The sleep quality of a nap depends on both practice and placement.
For example, in the Uberman schedule, not all naps are REM, the placement will depend on what type of sleep an Uberman will get in a nap. One might get 3-4 REM dominant naps and 1-2 SWS dominant naps, and of all 6 he might get 1-2 mixed quality naps.
In the DC1 and E3 schedules, you may find the naps are all NREM at first because napping has not yet been practiced (and there has been no sleep repartitioning). When you practice (after a few days or weeks of napping) your sleep pressure will build and your sleep stages will repartition so that any naps that fall within the circadian REM bracket (pre-dawn to midday) become REM-dominant naps. After this change has occurred, if a nap is not REM, then placement matters.
The circadian rhythm will dictate REM quality sleep from around pre-dawn to midday, and will dictate NREM quality sleep from around afternoon to midnight… this assumes a practiced sleeper.
Tying in the understanding of BRACs and nap placement
Your BRAC cycle over the day will dictate the quality of sleep you are getting, and you may be able to detect undulations in your concentration or wakefulness throughout your mornings, and likely these dips in concentration are perfect times for a nap (they will yield a high percentage of REM or SWS).

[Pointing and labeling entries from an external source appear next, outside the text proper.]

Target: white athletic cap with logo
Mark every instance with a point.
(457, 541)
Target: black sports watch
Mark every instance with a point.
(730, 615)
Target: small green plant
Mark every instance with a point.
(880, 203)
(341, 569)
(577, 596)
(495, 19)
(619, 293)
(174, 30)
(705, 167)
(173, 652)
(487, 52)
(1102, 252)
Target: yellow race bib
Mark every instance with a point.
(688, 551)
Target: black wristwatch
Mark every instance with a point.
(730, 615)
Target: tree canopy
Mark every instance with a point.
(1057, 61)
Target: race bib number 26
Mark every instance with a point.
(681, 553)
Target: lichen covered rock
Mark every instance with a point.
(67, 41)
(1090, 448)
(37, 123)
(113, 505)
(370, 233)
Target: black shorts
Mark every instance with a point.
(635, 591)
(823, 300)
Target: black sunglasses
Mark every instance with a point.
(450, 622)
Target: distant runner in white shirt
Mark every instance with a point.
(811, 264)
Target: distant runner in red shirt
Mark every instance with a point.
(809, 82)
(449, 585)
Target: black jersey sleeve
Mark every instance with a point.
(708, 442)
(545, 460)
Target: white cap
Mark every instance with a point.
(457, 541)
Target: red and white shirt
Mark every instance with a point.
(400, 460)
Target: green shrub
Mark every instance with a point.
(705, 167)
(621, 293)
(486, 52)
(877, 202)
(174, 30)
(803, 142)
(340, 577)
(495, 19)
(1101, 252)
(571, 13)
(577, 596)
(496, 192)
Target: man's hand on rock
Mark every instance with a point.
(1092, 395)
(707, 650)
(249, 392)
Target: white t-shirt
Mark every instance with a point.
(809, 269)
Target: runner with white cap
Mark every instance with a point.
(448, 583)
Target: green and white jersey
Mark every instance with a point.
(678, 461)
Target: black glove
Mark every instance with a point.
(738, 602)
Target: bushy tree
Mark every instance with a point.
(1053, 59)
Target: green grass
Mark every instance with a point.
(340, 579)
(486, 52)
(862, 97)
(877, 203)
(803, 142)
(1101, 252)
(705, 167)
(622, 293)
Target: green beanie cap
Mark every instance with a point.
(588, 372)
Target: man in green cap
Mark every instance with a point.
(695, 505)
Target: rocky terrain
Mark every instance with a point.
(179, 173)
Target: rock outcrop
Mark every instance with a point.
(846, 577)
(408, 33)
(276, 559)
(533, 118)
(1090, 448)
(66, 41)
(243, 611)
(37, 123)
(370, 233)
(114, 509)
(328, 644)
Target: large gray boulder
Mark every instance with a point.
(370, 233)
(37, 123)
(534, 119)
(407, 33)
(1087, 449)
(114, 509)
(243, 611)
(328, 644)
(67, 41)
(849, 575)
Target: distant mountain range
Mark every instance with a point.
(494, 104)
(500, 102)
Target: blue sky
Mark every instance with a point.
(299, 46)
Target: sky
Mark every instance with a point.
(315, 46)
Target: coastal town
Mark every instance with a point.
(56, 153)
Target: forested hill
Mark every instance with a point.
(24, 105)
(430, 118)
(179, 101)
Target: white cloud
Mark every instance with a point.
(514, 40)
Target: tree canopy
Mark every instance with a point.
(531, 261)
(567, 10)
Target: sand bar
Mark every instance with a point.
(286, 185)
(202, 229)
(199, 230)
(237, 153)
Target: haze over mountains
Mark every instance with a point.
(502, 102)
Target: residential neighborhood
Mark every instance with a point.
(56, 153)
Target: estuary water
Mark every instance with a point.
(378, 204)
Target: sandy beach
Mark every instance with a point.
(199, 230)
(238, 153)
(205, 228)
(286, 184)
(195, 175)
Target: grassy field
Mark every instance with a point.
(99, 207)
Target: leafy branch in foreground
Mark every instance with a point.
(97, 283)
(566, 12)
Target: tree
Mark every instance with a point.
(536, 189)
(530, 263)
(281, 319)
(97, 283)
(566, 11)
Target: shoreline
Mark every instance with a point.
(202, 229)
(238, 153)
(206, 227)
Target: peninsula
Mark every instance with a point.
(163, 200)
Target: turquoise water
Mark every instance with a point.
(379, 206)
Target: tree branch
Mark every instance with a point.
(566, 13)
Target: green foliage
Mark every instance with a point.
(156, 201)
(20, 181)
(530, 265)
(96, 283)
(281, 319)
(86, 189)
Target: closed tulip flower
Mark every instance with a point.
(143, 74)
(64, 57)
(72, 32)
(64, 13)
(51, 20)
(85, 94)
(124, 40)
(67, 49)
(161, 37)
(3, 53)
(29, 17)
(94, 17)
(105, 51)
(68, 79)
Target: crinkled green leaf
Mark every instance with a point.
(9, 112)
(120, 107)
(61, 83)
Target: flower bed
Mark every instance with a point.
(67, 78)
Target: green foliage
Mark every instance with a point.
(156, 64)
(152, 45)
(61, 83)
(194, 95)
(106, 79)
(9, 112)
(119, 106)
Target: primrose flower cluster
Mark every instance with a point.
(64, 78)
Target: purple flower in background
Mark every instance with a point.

If you have set nap times, and those nap times are at the peak of a BRAC (high concentration or high wakefulness) then you will likely get light sleep if you fall asleep. There is no guarantee that an equidistant napping schedule such as the Uberman schedule will yield optimal nap placement. You may find you get a better yield of REM or SWS and less light sleep by breaking away from your ultradian rhythm and placing two naps close together, or two naps far apart, stacking naps when sleep pressure is highest.

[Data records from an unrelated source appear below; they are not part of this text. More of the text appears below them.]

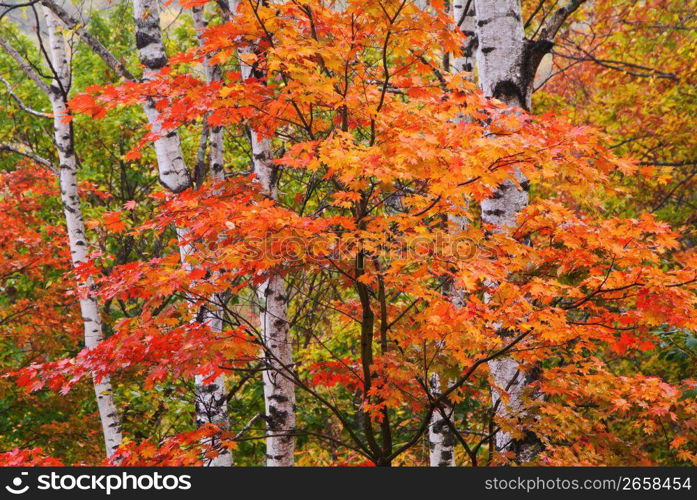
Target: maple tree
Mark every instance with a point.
(344, 240)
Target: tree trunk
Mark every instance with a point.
(279, 389)
(63, 136)
(503, 62)
(211, 399)
(440, 436)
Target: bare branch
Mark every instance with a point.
(25, 66)
(21, 104)
(24, 151)
(97, 46)
(550, 28)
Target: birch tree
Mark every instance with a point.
(279, 388)
(57, 93)
(507, 62)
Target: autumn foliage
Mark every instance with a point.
(382, 159)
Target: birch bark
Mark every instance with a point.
(503, 66)
(440, 436)
(211, 398)
(63, 136)
(279, 389)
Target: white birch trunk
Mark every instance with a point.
(174, 175)
(440, 436)
(279, 389)
(212, 73)
(111, 423)
(211, 398)
(503, 61)
(441, 441)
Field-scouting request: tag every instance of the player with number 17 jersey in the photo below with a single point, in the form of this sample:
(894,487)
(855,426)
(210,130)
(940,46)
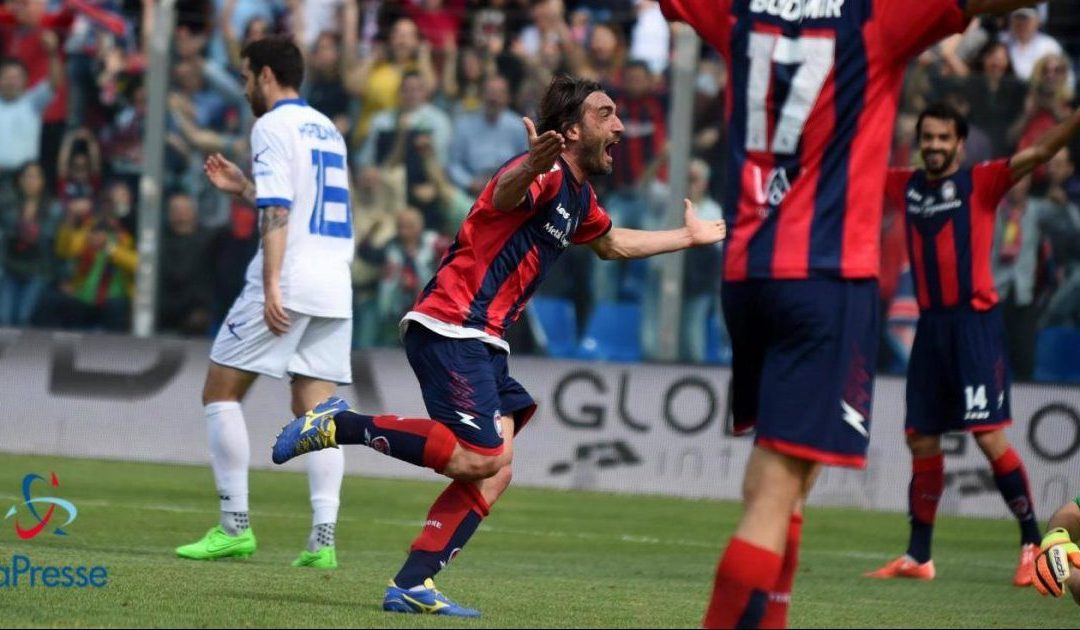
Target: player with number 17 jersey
(814,85)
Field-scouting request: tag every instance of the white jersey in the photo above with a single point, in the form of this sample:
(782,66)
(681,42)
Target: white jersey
(298,160)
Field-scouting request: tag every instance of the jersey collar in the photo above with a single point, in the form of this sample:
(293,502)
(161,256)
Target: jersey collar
(299,102)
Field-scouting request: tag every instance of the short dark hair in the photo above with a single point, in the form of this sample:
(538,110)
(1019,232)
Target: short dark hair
(561,106)
(942,110)
(281,54)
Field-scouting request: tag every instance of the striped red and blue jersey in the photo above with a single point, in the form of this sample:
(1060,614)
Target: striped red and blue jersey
(813,91)
(949,227)
(499,257)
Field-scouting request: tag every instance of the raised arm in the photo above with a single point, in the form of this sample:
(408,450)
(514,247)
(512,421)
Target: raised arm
(274,229)
(974,8)
(1047,147)
(543,150)
(623,243)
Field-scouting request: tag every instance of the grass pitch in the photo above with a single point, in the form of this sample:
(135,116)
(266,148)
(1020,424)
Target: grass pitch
(542,559)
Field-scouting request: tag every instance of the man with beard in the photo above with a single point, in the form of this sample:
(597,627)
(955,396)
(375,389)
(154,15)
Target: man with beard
(531,210)
(294,316)
(958,376)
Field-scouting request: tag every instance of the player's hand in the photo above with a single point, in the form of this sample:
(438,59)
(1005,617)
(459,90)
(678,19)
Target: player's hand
(273,312)
(225,175)
(1051,568)
(543,149)
(703,232)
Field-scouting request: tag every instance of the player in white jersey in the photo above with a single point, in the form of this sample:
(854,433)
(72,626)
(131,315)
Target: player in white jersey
(294,316)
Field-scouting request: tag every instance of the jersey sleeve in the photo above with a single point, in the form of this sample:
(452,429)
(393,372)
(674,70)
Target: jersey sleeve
(711,18)
(991,181)
(544,187)
(271,166)
(905,29)
(894,186)
(595,225)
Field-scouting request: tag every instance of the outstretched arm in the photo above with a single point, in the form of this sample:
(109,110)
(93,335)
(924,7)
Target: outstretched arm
(228,177)
(973,8)
(622,243)
(1047,147)
(543,150)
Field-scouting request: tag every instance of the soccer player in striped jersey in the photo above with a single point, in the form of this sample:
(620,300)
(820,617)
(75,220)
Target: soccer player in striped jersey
(958,375)
(812,97)
(534,208)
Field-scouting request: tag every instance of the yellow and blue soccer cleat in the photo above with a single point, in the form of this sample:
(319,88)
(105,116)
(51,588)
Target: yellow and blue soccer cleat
(427,601)
(218,544)
(312,431)
(325,558)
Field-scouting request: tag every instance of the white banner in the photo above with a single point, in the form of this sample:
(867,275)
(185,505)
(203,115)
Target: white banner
(606,427)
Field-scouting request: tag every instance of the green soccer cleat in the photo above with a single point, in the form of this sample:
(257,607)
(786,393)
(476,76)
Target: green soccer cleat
(325,558)
(217,544)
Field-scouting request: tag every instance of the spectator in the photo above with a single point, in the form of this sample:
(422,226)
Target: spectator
(485,139)
(995,95)
(1026,43)
(80,164)
(1018,253)
(323,88)
(394,133)
(378,79)
(122,139)
(607,56)
(1060,218)
(436,24)
(28,226)
(96,291)
(643,109)
(650,38)
(31,35)
(187,275)
(376,196)
(1049,102)
(22,108)
(463,74)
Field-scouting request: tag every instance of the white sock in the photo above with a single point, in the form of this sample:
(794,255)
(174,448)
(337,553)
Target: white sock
(325,469)
(229,454)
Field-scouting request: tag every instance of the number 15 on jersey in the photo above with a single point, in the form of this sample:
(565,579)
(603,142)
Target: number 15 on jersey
(332,215)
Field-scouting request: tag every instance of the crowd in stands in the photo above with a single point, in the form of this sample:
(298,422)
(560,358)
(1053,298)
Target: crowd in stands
(429,94)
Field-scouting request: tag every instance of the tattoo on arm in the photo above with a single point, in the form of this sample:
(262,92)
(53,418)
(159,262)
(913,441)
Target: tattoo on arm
(273,217)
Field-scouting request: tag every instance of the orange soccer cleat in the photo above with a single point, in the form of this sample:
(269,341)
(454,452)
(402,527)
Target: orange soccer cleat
(1027,555)
(904,566)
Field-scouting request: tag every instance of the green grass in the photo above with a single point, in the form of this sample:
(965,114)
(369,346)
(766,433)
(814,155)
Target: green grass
(543,559)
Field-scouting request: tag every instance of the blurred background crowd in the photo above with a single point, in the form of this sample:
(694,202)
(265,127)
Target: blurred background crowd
(429,94)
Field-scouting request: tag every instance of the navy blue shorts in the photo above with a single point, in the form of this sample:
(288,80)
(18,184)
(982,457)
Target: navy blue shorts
(958,376)
(804,353)
(467,386)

For example instead of 6 naps placed equally over the day, you might find optimal placement looks something like this:
You can apply this idea to any schedule, really. If you find you are consistently feeling tired at a certain time before or after your nap, or a nap is unrefreshing (or a sleep recorder like Zeo records light sleep) then it may be worth changing a nap to a more optimal time of day.
Try pushing a nap forward or backward half an hour or an hour so that you maximize the amount of REM and SWS in your schedule.
Extending and Cutting Sleeps
In some circumstances extending a nap or sleep can be worth it. If you can get 20 minutes of REM in a nap, then you should experiment with extending that nap by 10 to 20 minutes more to see if your sleep changes back to light sleep after this point, or if it continues to be REM sleep. If you can get 30 or 40 minutes of REM in a well-timed nap, then you may be able to cut back another nap that is showing less sleep quality, or you may just like to enjoy the health benefits of the extra REM or SWS you have gained by optimally extending a sleep.
On the other side, you may find cutting a nap, or splitting a core sleep yields a higher percentage of SWS or REM sleep. Consistently getting 30-40 minutes SWS at the start of a core followed by broken SWS/REM/light sleep may mean you should only need to sleep for 40-50 minutes at that time. You would split the core sleep up into two core sleeps to see if you can get two solid core sleeps rather than one poor quality one.
Increasing sleep quality
If neither extending nor splitting your sleep is increasing your sleep quality, then you should look to other problem areas such as your overall sleep hygiene, or other medical problems. You may find that you are only getting small amounts of SWS at a time (followed by broken SWS or REM) because your blood sugar is unstable, your lighting conditions are not right, you have a nutritional deficiency/toxicity or some other problem that is affecting your sleep quality.
Fixing a problem that is unrelated to schedule formation may change that small amount of broken SWS or REM into a long bountiful sleep.